Physical exercise also acts as an antidepressant (Lawlor and Hopker 2001). To investigate this link and the possible role of adult hippocampal neurogenesis within it, an animal model of depression, the flinders sensitive Line (FSL) of rats, was used. These (at face value) depressed rats indeed showed a reduced level of adult hippocampal neurogenesis. Given access to a running wheel, however, the levels of adult hippocampal neurogenesis normalized (Bjornebekk et al. 2006).
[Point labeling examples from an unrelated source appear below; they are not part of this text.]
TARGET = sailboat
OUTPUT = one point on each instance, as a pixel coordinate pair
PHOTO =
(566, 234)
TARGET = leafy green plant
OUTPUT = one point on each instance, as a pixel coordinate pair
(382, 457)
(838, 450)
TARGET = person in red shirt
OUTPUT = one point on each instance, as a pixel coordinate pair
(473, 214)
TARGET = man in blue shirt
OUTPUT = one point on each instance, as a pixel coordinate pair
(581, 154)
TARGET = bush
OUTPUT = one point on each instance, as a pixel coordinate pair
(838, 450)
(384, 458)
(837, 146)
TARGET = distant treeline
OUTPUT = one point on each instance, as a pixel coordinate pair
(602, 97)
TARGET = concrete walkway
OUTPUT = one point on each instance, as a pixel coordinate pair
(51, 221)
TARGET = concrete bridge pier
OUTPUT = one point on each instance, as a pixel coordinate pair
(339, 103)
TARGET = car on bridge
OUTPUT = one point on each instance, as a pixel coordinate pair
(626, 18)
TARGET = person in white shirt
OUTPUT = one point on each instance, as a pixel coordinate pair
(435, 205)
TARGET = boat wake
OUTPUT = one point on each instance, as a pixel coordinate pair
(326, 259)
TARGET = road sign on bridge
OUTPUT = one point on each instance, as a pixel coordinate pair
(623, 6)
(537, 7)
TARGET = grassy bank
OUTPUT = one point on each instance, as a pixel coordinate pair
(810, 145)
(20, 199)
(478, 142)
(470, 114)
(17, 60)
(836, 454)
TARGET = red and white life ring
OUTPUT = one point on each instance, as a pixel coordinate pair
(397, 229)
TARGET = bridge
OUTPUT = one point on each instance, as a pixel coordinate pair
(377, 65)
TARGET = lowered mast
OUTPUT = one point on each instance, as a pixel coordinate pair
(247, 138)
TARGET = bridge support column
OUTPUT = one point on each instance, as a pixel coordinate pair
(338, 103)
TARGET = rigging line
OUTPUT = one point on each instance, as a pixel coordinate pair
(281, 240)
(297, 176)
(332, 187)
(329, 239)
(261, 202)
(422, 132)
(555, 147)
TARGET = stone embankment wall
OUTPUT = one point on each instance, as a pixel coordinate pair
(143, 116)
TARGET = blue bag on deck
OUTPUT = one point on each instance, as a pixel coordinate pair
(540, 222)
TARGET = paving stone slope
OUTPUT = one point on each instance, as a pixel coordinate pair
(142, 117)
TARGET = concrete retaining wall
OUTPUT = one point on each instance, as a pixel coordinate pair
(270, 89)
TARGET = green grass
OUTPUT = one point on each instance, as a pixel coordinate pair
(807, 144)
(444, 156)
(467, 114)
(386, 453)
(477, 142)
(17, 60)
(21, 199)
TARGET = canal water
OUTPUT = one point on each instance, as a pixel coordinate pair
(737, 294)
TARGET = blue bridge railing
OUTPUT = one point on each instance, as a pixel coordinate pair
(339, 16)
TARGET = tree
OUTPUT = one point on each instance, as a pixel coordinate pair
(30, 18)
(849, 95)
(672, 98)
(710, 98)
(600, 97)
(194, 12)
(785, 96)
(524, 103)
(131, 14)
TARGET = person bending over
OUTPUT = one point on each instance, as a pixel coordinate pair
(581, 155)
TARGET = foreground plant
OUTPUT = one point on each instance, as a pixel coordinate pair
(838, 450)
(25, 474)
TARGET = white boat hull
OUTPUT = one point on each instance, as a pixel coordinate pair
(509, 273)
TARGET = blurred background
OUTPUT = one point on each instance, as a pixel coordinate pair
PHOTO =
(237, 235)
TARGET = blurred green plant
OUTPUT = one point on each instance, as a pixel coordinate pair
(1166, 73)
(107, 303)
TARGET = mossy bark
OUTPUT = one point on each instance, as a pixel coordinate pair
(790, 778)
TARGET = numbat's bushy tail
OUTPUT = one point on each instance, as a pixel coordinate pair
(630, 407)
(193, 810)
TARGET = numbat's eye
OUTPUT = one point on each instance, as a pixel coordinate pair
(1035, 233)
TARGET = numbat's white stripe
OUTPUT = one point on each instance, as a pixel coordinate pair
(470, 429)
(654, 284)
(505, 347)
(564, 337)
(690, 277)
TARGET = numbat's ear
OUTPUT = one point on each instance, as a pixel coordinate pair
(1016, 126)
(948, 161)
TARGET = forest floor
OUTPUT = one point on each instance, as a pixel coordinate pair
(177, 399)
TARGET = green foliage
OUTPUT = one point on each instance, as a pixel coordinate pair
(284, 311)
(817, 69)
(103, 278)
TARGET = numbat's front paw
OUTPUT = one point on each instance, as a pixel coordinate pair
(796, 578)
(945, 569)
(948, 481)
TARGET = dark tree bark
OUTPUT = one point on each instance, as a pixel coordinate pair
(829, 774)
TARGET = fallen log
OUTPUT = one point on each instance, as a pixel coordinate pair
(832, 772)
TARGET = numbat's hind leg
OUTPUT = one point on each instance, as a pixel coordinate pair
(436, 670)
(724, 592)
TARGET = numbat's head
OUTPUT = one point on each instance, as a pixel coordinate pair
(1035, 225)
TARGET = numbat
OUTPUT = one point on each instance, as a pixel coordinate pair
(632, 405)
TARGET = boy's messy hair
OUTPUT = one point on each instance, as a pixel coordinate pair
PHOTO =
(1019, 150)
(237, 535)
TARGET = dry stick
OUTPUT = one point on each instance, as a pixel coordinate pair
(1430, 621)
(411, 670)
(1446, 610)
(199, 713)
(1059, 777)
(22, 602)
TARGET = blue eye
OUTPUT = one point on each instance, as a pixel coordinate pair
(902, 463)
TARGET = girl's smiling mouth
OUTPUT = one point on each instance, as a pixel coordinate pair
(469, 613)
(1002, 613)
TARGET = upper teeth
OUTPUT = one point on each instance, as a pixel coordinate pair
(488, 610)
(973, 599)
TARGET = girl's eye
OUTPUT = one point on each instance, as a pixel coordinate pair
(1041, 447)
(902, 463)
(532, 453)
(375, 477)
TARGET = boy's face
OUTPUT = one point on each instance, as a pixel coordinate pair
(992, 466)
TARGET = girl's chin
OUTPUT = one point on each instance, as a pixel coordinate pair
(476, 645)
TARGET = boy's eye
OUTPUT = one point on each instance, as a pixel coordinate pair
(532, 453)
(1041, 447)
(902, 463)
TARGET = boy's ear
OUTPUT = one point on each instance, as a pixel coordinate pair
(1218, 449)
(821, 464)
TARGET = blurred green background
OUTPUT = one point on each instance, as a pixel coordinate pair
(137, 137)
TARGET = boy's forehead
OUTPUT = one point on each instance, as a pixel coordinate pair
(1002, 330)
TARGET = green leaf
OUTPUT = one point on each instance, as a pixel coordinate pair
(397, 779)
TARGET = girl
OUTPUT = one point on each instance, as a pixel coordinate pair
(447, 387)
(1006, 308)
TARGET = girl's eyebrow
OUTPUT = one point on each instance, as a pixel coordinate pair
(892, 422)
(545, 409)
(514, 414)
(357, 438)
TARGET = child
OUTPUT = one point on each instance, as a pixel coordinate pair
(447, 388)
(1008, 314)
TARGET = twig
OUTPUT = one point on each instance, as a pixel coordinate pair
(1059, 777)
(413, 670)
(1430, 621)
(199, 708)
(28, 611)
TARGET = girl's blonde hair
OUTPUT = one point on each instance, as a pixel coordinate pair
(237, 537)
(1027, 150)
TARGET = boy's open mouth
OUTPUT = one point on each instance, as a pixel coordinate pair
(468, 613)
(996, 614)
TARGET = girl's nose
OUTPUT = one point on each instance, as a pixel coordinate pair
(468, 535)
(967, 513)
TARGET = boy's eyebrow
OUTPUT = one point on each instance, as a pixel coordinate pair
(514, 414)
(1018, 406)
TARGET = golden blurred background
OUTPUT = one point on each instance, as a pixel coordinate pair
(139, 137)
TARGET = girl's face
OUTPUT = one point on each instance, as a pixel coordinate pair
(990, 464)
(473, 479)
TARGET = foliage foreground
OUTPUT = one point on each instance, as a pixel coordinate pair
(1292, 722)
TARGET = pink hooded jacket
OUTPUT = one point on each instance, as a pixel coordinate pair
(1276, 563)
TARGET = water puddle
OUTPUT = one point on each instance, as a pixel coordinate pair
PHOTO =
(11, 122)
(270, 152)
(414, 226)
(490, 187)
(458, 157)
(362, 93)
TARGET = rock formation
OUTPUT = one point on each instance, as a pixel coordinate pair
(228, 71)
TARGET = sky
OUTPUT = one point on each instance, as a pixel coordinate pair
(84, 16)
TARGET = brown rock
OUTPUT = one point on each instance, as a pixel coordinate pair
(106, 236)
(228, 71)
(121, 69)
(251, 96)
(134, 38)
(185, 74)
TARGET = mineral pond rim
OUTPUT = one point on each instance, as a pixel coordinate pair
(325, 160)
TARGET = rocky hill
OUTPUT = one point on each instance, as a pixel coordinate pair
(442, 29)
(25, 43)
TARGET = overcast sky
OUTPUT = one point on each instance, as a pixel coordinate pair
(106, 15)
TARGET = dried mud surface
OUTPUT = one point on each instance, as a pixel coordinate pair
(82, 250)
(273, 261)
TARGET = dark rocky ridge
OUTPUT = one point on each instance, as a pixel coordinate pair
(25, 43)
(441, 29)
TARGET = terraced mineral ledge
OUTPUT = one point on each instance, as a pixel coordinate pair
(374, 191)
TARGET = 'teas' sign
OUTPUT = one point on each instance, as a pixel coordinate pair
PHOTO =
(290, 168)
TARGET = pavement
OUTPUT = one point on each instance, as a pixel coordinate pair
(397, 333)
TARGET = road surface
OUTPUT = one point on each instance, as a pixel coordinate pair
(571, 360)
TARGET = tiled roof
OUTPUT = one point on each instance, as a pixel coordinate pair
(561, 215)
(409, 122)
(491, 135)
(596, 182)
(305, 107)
Although the regulation of adult hippocampal neurogenesis by physical activity should not be taken as a safe road to successful aging, we believe it is rather obvious that this intriguing example of activity-dependent plasticity harbors great potential. The reason is that physical activity is easy to obtain and it is only a sedentary society that has estranged us from a rather natural behavior. We argue that the link between locomotion and cognition goes back to our phylogenic roots. Adult neurogenesis might be an exception, not the rule, but the activity-dependent regulation of adult hippocampal neurogenesis might reflect an evolutionary well-conserved and important principle. As such, the impact on research on this topic might go beyond the actual functional contribution of newborn neurons in response to “activity”. This said, exercise might have counterbalancing effects against the loss of physical and cognitive function associated with aging because of the positive association with adult neurogenesis. Whether this link is causal and what, in fact, the exact functional contribution of adult neurogenesis to hippocampal function across the life span needs further investigation.